Advocates for changing the voting method for city offices in St. Paul won't sue after the City Council declined to put a petition-driven question on the November ballot.

The group, FairVote Minnesota, now plans to intervene as a defendant in a lawsuit challenging the constitutionality of instant-runoff voting in Minneapolis, where voters approved the ranked-choice voting system in 2006.

The Better Ballot Campaign, an arm of FairVote that pushed the voting system in St. Paul, said a month ago that it would likely sue if people weren't allowed to cast their vote on the issue.

More than 5,300 people signed a petition to put instant-runoff voting, which allows voters to rank candidates in order of preference, on the ballot.

The council voted 5-1 to keep it off the ballot.

It's a controversial method, and prevailing council members -- following the advice of City Attorney John Choi -- said it would probably violate the state's constitution.

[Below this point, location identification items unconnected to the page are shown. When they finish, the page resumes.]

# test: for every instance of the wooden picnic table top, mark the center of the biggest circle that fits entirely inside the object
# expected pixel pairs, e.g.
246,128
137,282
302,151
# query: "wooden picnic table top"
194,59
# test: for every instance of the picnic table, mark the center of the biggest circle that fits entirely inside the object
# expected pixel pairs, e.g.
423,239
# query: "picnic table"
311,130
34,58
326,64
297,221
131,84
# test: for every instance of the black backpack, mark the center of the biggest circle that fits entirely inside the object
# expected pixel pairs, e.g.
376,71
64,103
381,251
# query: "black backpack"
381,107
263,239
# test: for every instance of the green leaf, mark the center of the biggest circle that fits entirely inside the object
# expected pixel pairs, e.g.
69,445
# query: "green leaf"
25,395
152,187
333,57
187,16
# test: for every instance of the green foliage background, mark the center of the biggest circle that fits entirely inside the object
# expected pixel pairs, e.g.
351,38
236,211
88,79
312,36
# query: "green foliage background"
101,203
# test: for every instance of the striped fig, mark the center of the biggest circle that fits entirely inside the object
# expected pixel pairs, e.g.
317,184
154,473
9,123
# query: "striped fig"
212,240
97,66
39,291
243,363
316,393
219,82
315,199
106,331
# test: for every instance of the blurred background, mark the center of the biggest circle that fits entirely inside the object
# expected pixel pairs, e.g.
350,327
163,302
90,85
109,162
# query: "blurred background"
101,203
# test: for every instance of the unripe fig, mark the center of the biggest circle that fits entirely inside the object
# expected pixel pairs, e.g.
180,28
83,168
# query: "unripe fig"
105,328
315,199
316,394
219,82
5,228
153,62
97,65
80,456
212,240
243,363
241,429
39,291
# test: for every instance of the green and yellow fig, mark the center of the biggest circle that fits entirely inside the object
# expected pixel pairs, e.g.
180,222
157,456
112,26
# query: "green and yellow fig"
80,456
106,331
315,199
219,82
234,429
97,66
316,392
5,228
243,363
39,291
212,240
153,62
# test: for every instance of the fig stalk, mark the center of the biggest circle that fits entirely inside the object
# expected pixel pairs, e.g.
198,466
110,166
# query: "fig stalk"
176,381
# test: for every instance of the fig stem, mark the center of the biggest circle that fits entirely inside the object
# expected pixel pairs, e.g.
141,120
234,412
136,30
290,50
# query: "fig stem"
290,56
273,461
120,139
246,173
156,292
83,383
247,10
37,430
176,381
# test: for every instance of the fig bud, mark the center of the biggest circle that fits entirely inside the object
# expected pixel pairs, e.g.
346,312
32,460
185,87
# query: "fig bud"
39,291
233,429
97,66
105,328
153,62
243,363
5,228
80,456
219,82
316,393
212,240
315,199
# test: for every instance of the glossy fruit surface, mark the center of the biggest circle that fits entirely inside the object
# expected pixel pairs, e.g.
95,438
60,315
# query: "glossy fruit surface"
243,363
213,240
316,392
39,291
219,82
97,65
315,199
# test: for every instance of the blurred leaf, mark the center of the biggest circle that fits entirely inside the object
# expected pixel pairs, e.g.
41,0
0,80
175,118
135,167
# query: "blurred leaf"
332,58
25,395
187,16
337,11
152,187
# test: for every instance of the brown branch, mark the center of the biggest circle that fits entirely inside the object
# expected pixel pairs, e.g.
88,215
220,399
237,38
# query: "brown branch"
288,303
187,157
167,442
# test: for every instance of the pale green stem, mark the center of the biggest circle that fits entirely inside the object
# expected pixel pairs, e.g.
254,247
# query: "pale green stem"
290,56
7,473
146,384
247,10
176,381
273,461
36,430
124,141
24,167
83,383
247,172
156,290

The Better Ballot Campaign said it is not the council's role to decide what is or isn't constitutional. It would have sued to get a court interpretation of the method's constitutionality but decided that that wouldn't produce a decision in time to educate voters before the fall election.

The St. Paul Council also passed a resolution that would put the question on the ballot if the method were deemed constitutional in the Minneapolis case.

Choi said he's glad the instant-runoff supporters agree with the position of waiting to get a ruling in the Minneapolis case before pursuing action in St. Paul.